Quarterly industrial construction starts since the pandemic reached a high of 117.1 million square feet in the third quarter of 2021 and bounced around until the third quarter of 2022. Then they started to rapidly fall away: 85.8 million square feet in Q4, 68.2 million in 2023 Q1, 65.9 million in Q2, 47.8 million in Q3, and 46.3 million in the last quarter of 2023.

Conditions turned uninviting for many developers, with interest rates quadrupled between January 2022 and now; capital partners increased their return-on-cost requirements; potential returns on investment therefore dropped; banks pulled away from lending, leaving higher cost sources as the alternatives; and lower LTV ratios means less leverage and more equity.
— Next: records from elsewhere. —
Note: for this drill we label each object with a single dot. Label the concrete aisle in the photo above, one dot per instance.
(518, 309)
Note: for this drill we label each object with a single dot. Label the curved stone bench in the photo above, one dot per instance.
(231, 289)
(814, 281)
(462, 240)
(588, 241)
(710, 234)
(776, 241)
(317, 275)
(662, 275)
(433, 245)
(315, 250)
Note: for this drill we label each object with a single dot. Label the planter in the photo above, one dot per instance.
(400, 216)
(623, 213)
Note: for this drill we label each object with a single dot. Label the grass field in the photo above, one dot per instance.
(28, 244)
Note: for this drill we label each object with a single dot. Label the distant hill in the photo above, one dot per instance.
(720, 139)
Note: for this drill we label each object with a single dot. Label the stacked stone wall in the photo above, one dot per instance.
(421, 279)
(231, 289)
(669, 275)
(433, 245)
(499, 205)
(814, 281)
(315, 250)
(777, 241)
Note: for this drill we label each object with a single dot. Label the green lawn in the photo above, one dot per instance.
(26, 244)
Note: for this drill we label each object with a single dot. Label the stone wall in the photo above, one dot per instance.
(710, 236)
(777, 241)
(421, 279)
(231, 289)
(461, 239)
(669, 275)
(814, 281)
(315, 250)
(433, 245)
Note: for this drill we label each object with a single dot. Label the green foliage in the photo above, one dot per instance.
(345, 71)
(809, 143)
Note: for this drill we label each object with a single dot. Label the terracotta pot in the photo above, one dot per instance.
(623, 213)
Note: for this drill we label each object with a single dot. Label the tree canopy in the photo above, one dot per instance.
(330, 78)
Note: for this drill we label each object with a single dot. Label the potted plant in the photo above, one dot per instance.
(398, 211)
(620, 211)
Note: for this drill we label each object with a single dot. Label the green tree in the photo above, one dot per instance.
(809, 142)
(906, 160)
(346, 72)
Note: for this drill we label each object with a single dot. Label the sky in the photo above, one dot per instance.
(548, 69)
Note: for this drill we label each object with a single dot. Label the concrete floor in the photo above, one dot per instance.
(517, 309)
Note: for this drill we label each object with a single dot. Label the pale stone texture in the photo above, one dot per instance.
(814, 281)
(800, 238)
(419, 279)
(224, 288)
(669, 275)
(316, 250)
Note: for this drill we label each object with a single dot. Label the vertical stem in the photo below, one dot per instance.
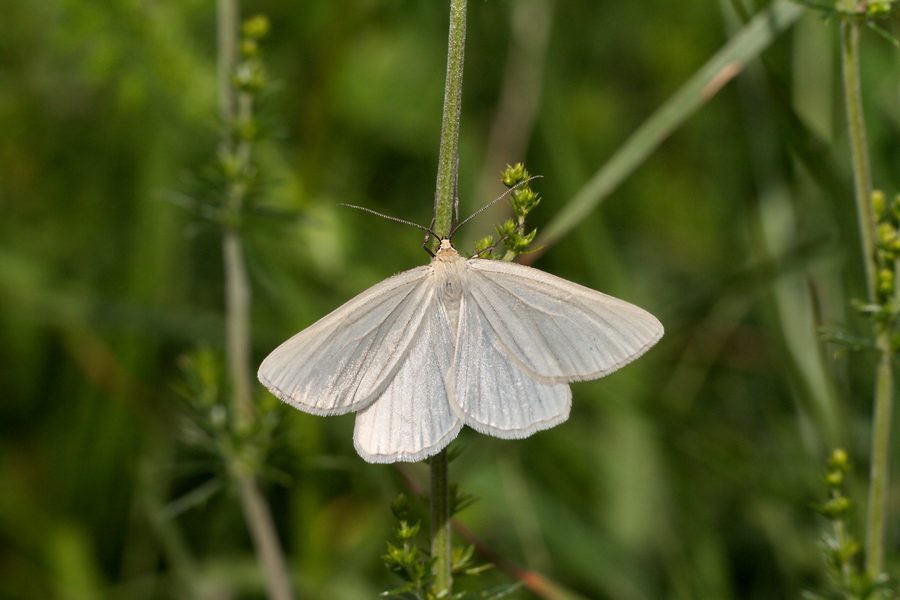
(446, 182)
(862, 179)
(443, 210)
(227, 16)
(441, 548)
(237, 305)
(884, 375)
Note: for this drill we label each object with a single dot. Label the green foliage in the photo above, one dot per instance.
(410, 560)
(847, 578)
(687, 474)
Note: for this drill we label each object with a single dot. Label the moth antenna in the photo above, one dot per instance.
(455, 193)
(500, 241)
(428, 238)
(427, 230)
(490, 204)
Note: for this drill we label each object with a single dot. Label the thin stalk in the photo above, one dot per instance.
(884, 376)
(441, 547)
(443, 213)
(447, 160)
(237, 305)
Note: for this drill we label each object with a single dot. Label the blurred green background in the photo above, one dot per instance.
(689, 474)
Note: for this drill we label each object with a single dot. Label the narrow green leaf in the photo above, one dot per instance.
(745, 46)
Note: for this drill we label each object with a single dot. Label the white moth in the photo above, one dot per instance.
(477, 342)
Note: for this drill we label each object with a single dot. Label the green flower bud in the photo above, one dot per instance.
(879, 203)
(256, 27)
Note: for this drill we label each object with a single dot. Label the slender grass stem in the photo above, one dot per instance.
(237, 305)
(447, 161)
(441, 549)
(884, 375)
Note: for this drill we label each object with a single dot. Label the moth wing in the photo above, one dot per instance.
(490, 393)
(412, 418)
(555, 329)
(345, 360)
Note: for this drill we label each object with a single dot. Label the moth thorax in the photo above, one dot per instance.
(449, 272)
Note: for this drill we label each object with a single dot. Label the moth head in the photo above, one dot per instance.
(446, 244)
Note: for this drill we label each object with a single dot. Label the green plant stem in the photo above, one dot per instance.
(884, 376)
(447, 160)
(441, 548)
(443, 213)
(237, 305)
(862, 179)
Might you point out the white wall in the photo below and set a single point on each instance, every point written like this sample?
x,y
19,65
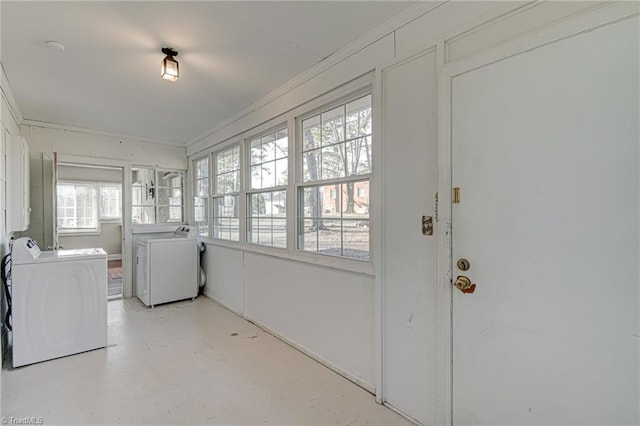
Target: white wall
x,y
86,147
93,145
327,312
10,115
302,302
109,239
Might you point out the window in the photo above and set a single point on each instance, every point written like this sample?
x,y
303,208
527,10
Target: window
x,y
226,206
156,196
76,207
269,169
110,201
333,198
170,197
201,196
80,206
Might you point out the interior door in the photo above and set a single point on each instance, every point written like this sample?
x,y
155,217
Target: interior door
x,y
545,153
409,276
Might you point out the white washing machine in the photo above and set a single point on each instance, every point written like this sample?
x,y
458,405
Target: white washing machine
x,y
59,301
167,267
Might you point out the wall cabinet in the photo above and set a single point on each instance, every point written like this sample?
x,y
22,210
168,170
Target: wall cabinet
x,y
19,210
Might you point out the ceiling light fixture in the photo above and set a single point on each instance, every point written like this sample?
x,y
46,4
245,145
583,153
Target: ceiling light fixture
x,y
169,69
55,45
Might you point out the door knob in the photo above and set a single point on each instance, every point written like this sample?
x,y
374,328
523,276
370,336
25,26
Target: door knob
x,y
464,284
463,264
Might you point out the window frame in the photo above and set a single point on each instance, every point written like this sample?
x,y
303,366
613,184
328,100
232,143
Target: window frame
x,y
215,194
196,195
300,182
250,191
355,89
98,216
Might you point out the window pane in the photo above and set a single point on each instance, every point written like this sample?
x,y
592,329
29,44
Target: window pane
x,y
202,168
170,214
202,187
355,236
329,238
142,176
77,206
143,215
226,217
256,151
336,219
333,162
281,172
171,179
282,144
266,221
358,121
312,165
333,126
170,196
228,174
279,233
268,175
311,133
110,201
200,215
269,147
269,164
358,160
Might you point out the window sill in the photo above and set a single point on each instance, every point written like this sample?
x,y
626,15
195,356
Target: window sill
x,y
87,233
326,261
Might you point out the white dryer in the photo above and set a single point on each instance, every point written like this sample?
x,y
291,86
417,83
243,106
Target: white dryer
x,y
167,267
59,301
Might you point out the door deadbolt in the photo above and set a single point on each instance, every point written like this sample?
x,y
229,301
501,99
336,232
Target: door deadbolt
x,y
464,284
463,264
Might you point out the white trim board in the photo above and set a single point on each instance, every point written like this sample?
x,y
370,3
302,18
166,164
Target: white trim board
x,y
409,15
47,125
7,95
572,26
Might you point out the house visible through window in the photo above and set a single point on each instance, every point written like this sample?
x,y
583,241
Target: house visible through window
x,y
157,196
201,196
333,198
80,206
267,197
226,201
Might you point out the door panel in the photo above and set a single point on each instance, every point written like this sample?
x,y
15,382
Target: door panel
x,y
545,151
409,275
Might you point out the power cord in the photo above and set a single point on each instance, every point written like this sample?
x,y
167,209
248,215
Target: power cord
x,y
5,272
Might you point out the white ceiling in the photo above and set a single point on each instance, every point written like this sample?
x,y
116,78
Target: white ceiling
x,y
230,53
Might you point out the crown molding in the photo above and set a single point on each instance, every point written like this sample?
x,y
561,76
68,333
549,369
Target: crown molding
x,y
7,96
408,15
56,126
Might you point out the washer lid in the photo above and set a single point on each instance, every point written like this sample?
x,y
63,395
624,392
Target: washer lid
x,y
64,256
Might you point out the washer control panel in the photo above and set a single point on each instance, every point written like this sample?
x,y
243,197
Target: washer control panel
x,y
25,248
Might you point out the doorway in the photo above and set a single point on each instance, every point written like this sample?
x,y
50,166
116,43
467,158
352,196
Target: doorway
x,y
545,153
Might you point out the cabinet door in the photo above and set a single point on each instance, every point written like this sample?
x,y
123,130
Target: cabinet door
x,y
19,211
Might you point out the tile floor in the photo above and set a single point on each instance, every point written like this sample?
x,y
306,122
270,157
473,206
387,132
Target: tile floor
x,y
180,364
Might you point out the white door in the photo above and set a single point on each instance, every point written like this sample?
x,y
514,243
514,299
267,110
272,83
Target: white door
x,y
409,156
142,281
545,151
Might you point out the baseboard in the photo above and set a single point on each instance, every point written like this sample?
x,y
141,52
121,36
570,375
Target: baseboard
x,y
352,378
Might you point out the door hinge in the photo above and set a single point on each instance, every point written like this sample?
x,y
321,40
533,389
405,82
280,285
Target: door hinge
x,y
455,197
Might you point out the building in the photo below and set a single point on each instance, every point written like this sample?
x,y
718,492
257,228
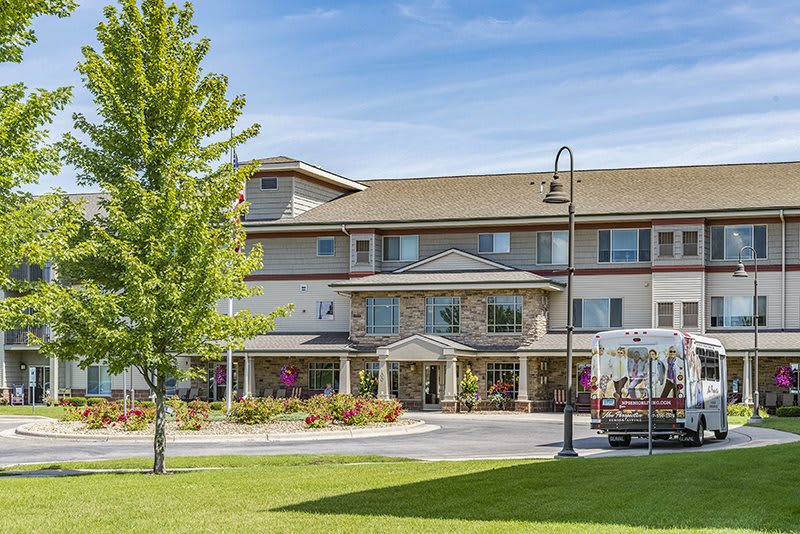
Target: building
x,y
417,279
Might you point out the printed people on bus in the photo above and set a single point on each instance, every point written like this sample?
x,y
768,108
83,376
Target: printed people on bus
x,y
619,371
637,372
672,372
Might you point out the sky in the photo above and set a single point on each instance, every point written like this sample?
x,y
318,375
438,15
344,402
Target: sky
x,y
430,88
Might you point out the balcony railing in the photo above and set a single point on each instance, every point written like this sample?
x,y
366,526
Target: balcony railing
x,y
20,336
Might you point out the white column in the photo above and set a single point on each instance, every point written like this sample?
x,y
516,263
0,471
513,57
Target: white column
x,y
383,375
450,380
522,387
748,386
344,375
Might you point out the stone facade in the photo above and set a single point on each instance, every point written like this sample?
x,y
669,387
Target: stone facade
x,y
473,315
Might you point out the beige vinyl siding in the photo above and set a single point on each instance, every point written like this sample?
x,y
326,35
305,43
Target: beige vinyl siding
x,y
725,285
636,302
309,194
271,204
304,319
298,255
678,287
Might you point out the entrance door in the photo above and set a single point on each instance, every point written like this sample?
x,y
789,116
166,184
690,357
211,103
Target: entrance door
x,y
432,386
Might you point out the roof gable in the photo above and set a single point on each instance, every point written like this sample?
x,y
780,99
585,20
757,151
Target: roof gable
x,y
454,260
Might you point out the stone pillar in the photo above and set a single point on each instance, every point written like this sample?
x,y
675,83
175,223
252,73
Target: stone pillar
x,y
54,380
383,375
450,380
344,375
748,385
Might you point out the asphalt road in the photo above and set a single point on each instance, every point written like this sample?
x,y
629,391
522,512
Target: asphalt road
x,y
459,437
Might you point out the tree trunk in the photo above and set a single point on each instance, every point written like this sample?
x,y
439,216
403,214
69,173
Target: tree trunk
x,y
160,438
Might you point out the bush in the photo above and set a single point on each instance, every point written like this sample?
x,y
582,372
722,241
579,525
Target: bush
x,y
788,411
742,410
250,411
73,401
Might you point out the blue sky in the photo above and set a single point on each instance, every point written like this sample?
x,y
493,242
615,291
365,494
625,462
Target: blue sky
x,y
427,88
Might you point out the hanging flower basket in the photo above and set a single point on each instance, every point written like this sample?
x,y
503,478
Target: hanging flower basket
x,y
785,377
288,375
220,373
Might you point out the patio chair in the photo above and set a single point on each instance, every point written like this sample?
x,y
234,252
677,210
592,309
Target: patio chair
x,y
583,404
771,402
559,399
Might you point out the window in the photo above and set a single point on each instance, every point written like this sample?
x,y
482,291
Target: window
x,y
503,372
551,248
362,251
690,243
325,246
373,369
727,241
383,316
665,244
623,246
690,315
443,315
321,374
737,311
597,313
325,310
98,380
665,314
494,243
504,315
401,248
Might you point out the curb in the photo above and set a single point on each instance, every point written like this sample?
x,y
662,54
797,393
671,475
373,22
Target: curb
x,y
419,427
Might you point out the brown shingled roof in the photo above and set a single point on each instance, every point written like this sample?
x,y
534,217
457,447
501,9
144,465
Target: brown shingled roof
x,y
605,191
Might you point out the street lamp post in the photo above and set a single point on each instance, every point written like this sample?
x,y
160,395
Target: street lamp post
x,y
556,195
741,273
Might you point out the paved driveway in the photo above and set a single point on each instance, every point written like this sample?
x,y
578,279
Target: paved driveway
x,y
459,437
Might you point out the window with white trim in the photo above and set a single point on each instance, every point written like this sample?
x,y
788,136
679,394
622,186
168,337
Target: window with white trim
x,y
737,311
321,375
383,316
597,313
728,241
552,248
98,380
326,246
626,245
374,368
401,248
494,243
325,310
504,314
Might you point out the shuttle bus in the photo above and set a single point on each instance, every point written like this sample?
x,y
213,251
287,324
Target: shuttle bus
x,y
688,384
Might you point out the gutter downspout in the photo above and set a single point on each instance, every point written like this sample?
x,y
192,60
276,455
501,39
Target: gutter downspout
x,y
783,271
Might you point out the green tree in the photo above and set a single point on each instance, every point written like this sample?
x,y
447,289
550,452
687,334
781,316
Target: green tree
x,y
25,154
145,276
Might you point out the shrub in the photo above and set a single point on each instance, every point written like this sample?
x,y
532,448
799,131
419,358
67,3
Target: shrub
x,y
788,411
73,401
249,411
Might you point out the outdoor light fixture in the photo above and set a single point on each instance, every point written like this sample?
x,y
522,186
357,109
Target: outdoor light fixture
x,y
557,195
742,273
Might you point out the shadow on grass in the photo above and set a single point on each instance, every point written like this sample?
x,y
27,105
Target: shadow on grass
x,y
729,489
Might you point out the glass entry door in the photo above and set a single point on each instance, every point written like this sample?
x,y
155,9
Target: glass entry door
x,y
432,386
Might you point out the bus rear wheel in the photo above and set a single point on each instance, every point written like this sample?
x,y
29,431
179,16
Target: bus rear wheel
x,y
619,441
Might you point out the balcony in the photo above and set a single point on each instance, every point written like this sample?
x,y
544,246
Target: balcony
x,y
20,336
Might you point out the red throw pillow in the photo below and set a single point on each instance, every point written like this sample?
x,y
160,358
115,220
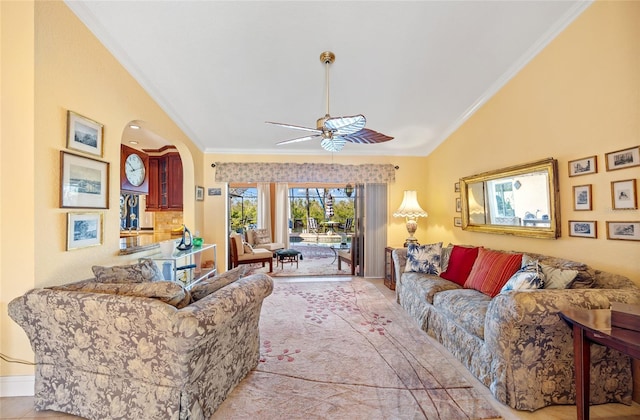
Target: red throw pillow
x,y
491,270
460,263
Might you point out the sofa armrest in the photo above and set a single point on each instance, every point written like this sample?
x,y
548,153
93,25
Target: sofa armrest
x,y
533,346
399,256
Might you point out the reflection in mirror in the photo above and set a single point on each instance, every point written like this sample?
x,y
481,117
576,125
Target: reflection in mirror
x,y
520,200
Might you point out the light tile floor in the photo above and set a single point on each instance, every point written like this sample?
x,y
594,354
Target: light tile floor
x,y
22,407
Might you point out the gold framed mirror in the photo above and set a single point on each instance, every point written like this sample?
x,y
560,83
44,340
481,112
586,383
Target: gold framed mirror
x,y
521,200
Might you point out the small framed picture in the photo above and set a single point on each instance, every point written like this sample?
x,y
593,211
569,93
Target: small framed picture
x,y
83,134
199,193
626,231
623,194
583,229
583,166
623,158
84,182
582,197
84,230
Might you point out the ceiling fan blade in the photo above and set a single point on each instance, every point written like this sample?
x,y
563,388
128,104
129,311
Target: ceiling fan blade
x,y
366,136
297,127
333,144
345,125
297,140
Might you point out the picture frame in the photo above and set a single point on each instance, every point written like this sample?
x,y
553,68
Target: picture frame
x,y
84,134
84,182
623,195
582,197
584,166
621,159
583,229
624,231
84,230
199,193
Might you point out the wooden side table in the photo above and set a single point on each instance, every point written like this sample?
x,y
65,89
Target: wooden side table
x,y
389,269
594,326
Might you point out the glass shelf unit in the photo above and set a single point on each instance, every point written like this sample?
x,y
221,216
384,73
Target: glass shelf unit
x,y
185,267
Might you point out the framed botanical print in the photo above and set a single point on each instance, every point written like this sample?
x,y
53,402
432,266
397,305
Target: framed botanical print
x,y
582,197
623,195
621,159
84,182
84,230
84,135
583,166
583,229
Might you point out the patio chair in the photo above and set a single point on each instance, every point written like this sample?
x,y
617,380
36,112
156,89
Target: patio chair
x,y
312,225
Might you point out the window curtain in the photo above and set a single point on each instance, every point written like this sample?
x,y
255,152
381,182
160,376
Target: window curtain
x,y
375,229
264,206
283,216
303,172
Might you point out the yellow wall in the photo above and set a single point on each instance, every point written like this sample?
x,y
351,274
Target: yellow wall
x,y
55,64
579,97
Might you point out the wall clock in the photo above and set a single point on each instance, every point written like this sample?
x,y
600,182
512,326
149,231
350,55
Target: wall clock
x,y
133,170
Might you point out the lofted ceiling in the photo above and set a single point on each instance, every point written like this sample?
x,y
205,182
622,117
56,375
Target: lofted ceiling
x,y
416,69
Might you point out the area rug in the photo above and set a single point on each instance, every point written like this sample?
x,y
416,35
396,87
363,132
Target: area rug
x,y
314,261
341,350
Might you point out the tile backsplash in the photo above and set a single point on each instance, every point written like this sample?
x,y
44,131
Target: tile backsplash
x,y
165,221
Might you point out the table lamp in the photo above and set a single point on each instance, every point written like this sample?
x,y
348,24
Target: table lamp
x,y
411,210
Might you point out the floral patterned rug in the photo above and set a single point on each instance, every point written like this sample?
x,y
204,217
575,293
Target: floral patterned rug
x,y
340,349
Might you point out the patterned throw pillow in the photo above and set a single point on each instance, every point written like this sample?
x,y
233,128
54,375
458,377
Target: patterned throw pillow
x,y
208,286
248,249
460,264
491,270
530,276
424,258
168,292
145,270
558,278
261,236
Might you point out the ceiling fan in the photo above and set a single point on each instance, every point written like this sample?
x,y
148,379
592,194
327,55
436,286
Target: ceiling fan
x,y
335,132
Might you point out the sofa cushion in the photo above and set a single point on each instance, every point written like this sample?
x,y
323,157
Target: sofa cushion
x,y
208,286
460,264
424,258
465,307
558,278
168,292
144,271
248,249
491,270
261,236
446,255
530,276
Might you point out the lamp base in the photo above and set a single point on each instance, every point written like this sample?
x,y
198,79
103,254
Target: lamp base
x,y
409,241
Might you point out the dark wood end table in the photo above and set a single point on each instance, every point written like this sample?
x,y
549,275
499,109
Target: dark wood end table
x,y
594,326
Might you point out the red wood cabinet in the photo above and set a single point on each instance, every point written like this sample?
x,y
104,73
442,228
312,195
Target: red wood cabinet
x,y
165,182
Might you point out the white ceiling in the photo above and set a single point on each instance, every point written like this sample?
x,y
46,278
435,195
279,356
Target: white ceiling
x,y
416,69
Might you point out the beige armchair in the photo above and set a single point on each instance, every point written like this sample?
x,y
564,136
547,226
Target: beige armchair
x,y
249,256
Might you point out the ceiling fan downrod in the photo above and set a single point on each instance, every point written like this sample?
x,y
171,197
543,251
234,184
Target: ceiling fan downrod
x,y
327,58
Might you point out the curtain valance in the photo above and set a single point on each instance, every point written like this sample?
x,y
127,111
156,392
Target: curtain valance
x,y
303,172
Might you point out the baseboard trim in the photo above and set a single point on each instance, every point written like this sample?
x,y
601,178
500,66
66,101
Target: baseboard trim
x,y
17,386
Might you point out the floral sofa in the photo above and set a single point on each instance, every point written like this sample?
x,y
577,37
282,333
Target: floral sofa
x,y
134,347
508,333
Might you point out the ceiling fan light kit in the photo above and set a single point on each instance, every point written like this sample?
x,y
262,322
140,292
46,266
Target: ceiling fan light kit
x,y
335,132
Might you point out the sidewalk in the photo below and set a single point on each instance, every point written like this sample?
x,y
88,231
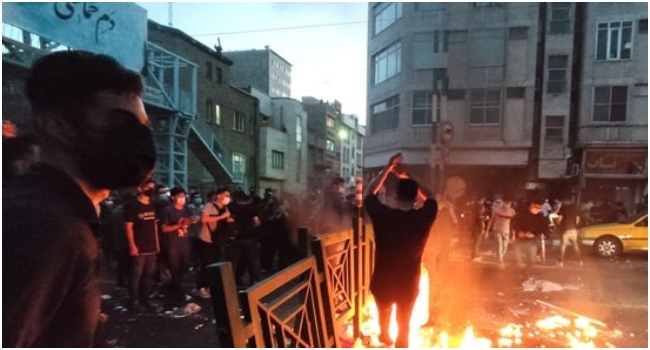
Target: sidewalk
x,y
166,327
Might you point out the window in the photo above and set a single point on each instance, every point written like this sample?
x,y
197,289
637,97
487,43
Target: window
x,y
515,92
485,106
238,167
208,70
385,14
219,75
560,18
209,111
421,110
518,33
217,114
277,160
554,127
643,26
387,63
614,41
423,50
329,145
557,69
298,132
456,94
610,103
384,115
239,122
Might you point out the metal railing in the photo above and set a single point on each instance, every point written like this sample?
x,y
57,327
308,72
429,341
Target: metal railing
x,y
308,304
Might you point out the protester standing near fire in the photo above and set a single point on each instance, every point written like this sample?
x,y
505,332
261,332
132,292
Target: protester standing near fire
x,y
400,236
93,127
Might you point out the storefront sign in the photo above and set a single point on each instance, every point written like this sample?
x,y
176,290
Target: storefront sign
x,y
616,162
118,29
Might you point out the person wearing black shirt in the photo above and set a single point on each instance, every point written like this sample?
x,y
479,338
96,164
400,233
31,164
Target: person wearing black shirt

And so, it is expected that average quarterly industrial construction starts will remain less than 50 million square feet through 2024, compared to the 100 million square feet in 2022. After a record 612 million square feet of construction completions in 2023 (buoyed by the heavy starts in 2022) will fall to less than 300 million square feet in both 2024 and 2025.

Will things eventually begin to reverse themselves? Pat Meaney, President of Canada Pacific Realty Advisors says, yes. “Based on the number of leases signed over the last year, we are seeing some markets in Southern California with 2-3 years worth of supply available for lease today. New construction Class A buildings are still commanding the premium rents in the market, just not as high as most Developers projected during their starts in 2022.” The drop in starts and completions take pressure off the markets and allow them to absorb the excess space that was delivered over the past two years. The projects that do start now with less competition will gain an advantage when the absorption is over and demand again requires new space.